Com o artigo anterior, demos um grande salto no tempo, de volta ao futuro, para, a pedido, falar sobre o Cavaleiro de Oliveira, que viveu no século XVIII de nossa era, e assim desobedecemos a ordem cronológica que tem sido mantida na publicação desta enumerada série de artigos sobre a história do racionalismo.
Com o presente texto introdutório sobre a filosofia do Período Helenístico, decorrido entre o século III e o século II antes de Cristo, damos outro grande salto no tempo, agora de volta ao passado e à ordem cronológica, excepcionalmente desobedecida.
O epicurismo, o estoicismo e o ceticismo são as três correntes que dominaram o pensamento filosófico no Período Helenístico, assim chamado em razão da influência que a cultura grega passou a exercer, nessa época, na vastidão de territórios conquistados por Alexandre Magno.
A cultura helenística, consequência das conquistas militares de Alexandre, foi o resultado da fusão de diversas sociedades, principalmente a grega, a persa e a egípcia. Nesse contexto, diz a historiadora Juliana Bezerra, elementos gregos acabaram fundindo-se com as culturas desses povos. Esse processo deu lugar a uma nova cultura, o helenismo, numa referência ao nome que o povo grego atribuía si mesmo: “helenos”.
A capitulação das forças gregas ante o poderio do exército macedônio e depois as conquistas militares de Alexandre sobre outras nações resultaram em profundas mudanças no mundo grego, constituído pela Grécia e suas colônias.
A derrocada sofrida pelas Pólis gregas (cidades-Estado) teve como marco inicial a derrota de seu exército, em 338 antes de Cristo, na batalha de Queroneia, vencida por Filipe II da Macedônia; e como marco fatal o total domínio da Grécia pelo novo rei macedônio, Alexandre, que assumira o trono com a morte do pai. O que era o mundo grego passara a integrar um vasto império e assistira ao fim da autonomia de suas cidades-Estado e à negação de sua outrora valorosa e gloriosa Hélade.
“Era uma vez as Pólis gregas”, teria dito, mais tarde, um general grego que sobrevivera às sangrentas batalhas vencidas pelos macedônios.
No entanto, observa a historiadora da filosofia Ana Luísa Astiz, se, por um lado, as cidades-Estado chegaram a ponto de ter seu funcionamento político totalmente alterado, por outro, isso acabou propiciando aos gregos a oportunidade de realizar – com o patrocínio do próprio Alexandre, grande admirador da cultura helênica – a disseminação dos valores da civilização grega nos territórios conquistados por ele. Tanto que, diz Ana Luísa, quando ele morreu, em 323 antes de Cristo, o pensamento grego era conhecido desde o Egito até a Espanha.

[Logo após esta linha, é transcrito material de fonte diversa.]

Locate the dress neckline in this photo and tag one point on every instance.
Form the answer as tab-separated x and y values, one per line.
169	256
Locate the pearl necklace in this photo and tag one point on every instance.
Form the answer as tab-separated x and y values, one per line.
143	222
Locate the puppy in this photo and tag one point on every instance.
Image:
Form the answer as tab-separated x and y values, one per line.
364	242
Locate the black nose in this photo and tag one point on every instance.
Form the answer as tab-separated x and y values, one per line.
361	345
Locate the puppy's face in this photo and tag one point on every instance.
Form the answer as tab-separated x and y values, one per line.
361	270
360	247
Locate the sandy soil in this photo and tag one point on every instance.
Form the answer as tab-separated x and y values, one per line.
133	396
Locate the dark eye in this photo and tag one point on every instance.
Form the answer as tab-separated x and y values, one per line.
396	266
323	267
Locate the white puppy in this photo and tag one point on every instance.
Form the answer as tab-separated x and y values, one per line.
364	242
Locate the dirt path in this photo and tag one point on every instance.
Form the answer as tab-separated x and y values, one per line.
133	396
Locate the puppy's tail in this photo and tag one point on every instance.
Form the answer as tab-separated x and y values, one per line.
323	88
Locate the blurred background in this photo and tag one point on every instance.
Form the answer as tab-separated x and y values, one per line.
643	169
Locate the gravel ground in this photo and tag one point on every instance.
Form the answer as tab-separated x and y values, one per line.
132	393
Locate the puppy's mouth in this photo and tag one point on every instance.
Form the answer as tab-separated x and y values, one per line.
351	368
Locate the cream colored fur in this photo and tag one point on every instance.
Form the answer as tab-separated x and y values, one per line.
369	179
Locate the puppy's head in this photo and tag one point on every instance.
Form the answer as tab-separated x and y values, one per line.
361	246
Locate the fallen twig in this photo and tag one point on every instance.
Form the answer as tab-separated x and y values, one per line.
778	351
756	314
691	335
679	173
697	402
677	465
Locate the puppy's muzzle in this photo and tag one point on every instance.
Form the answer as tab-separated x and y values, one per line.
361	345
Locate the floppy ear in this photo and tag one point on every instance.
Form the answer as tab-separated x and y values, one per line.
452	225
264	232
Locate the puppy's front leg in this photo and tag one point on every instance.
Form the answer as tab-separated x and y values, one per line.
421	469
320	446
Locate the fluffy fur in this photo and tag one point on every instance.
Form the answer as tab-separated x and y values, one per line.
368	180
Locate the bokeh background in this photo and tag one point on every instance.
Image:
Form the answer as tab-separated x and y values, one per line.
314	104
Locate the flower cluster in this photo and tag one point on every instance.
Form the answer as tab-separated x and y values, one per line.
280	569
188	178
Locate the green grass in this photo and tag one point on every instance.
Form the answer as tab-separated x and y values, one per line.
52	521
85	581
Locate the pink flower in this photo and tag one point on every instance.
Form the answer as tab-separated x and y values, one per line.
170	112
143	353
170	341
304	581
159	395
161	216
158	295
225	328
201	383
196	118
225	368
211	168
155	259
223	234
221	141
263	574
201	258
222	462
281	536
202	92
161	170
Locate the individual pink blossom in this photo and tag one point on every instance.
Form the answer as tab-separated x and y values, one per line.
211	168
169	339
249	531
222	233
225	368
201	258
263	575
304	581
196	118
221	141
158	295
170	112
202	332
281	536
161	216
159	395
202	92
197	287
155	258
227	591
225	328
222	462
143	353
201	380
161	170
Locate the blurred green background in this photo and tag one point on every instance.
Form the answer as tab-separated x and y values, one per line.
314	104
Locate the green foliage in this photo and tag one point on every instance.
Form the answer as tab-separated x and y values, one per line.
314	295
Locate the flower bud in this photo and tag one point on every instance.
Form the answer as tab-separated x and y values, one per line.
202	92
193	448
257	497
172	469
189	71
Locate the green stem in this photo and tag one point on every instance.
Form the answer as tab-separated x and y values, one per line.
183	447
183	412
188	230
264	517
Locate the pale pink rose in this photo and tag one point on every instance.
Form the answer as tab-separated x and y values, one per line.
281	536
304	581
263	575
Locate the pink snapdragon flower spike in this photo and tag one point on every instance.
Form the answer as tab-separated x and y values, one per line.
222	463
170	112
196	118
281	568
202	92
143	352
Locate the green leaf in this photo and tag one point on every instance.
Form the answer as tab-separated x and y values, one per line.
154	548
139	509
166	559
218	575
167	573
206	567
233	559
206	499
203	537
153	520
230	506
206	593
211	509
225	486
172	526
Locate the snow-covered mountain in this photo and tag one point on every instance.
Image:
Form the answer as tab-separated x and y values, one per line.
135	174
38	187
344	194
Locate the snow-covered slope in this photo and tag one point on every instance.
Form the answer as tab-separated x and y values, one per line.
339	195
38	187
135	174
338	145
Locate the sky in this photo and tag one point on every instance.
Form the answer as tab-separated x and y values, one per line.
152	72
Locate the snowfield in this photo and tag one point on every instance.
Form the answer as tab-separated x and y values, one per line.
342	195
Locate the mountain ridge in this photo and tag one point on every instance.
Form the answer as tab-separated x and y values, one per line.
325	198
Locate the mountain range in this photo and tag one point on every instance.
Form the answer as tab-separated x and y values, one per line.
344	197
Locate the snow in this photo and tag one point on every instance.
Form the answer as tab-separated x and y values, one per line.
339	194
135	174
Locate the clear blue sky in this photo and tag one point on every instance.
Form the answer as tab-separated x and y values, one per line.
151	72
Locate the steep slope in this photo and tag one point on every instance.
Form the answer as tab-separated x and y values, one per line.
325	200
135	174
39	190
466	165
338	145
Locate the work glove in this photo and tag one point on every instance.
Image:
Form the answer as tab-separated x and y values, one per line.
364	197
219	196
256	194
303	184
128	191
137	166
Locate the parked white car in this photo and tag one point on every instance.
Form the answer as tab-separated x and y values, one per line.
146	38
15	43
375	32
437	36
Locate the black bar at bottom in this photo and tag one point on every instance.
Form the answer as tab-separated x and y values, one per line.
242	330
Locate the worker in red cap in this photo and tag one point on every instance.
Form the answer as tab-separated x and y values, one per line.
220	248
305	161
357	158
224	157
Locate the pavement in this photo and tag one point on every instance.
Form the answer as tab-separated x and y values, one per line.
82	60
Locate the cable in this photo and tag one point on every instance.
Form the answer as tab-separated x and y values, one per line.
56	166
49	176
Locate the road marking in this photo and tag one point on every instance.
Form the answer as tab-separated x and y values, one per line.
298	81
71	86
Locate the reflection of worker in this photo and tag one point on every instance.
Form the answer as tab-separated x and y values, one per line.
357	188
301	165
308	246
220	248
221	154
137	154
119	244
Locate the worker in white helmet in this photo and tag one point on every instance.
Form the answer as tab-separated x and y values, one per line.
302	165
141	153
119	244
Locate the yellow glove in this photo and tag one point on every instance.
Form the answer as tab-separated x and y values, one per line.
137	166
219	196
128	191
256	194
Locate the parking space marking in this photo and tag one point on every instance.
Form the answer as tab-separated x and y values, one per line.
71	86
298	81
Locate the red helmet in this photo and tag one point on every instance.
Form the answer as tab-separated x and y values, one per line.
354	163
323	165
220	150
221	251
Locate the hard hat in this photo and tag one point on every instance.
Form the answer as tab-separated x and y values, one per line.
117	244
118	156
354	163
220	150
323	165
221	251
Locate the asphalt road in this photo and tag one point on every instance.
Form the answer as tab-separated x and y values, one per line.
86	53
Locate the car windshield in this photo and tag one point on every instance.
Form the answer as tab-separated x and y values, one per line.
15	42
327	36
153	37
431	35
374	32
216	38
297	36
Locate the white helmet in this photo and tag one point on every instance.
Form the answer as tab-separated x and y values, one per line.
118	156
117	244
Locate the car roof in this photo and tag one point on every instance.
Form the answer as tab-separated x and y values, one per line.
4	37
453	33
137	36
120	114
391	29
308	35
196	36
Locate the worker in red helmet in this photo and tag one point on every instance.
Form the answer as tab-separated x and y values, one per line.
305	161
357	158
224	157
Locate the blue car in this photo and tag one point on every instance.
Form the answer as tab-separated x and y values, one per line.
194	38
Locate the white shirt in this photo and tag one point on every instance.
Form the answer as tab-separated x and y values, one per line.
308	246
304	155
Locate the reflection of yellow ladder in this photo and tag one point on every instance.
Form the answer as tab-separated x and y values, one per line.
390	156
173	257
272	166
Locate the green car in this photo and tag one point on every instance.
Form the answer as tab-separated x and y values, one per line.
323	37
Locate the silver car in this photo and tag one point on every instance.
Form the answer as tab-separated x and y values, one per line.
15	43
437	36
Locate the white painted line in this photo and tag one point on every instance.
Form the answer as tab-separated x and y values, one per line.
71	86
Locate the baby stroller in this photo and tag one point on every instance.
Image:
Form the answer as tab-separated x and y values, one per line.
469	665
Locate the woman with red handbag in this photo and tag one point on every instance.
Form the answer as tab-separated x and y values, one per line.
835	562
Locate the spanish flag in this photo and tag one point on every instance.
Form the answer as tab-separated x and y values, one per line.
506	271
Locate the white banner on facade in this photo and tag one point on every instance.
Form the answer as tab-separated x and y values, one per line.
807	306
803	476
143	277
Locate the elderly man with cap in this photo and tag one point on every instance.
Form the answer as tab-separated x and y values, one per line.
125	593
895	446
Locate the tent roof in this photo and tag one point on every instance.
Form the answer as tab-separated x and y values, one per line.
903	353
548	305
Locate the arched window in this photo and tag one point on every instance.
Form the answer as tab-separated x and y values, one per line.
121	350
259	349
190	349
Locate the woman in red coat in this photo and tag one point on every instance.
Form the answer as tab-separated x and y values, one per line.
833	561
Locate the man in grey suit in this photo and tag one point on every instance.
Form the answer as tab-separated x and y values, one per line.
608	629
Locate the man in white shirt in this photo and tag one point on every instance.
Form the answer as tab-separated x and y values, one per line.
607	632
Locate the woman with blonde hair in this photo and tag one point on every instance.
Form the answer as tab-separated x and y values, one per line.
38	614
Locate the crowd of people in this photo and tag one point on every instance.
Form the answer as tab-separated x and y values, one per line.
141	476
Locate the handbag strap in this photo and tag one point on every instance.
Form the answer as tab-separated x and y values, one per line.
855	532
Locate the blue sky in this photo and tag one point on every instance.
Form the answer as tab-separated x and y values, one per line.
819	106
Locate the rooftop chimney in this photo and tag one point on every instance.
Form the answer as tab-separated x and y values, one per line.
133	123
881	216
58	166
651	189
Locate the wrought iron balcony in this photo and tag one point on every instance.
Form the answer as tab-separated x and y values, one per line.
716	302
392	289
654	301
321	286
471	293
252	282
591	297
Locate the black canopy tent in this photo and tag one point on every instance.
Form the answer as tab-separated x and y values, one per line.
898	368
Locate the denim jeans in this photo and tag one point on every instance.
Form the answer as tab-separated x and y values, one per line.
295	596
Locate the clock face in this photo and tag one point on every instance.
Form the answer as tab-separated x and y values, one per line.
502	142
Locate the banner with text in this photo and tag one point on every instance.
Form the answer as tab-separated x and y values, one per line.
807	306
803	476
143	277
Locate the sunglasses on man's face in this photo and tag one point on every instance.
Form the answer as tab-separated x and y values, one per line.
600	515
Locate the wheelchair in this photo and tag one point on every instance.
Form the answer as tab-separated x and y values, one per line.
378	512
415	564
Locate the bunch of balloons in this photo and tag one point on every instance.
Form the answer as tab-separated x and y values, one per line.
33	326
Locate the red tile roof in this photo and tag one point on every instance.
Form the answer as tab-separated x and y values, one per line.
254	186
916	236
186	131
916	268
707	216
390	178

Ao perderem as cidades-Estado gregas sua soberania, o exercício da política deixou de ser um direito comum a todos os seus cidadãos. “Assim”, diz ainda Ana Luísa, “o modelo grego difundido nos territórios conquistados por Alexandre e seus sucessores não foi político, e sim cultural.”
Também segundo ela, o conhecimento, antes dedicado a formar o cidadão grego para capacitá-lo a exercer funções políticas, dedicava maior atenção agora ao comportamento humano e à transformação das ciências num saber autônomo, ou seja, desvinculado, independente da filosofia.
Quanto à filosofia, que se deslocara do campo político para o comportamento humano, sua preocupação agora era a busca de normas de conduta que pudessem proporcionar às pessoas a paz interior. “O bem – antes no Mundo das Ideias – passara a ter um sentido existencial: é aquilo que é bom para cada um.”
O helenismo foi um tempo de especializações nos diversos campos do conhecimento; e também um período em que as ciências experimentais e a matemática foram adquirindo importância cada vez maior. Foi ainda nessa época que a ideia de “comunidade científica”, que teve início na Academia platônica e no Liceu de Aristóteles, pôde ser ampliada e aperfeiçoada ao serem instaladas, em diversos palácios, bibliotecas e centros de pesquisa.
De acordo com Ana Luísa, as “novas” filosofias adquirem, no Período Helenístico, caráter acima de tudo prático. “Trata-se de salvar o homem e de dar sentido a sua vida individual fora dos muros das cidades destruídas ou em decadência.”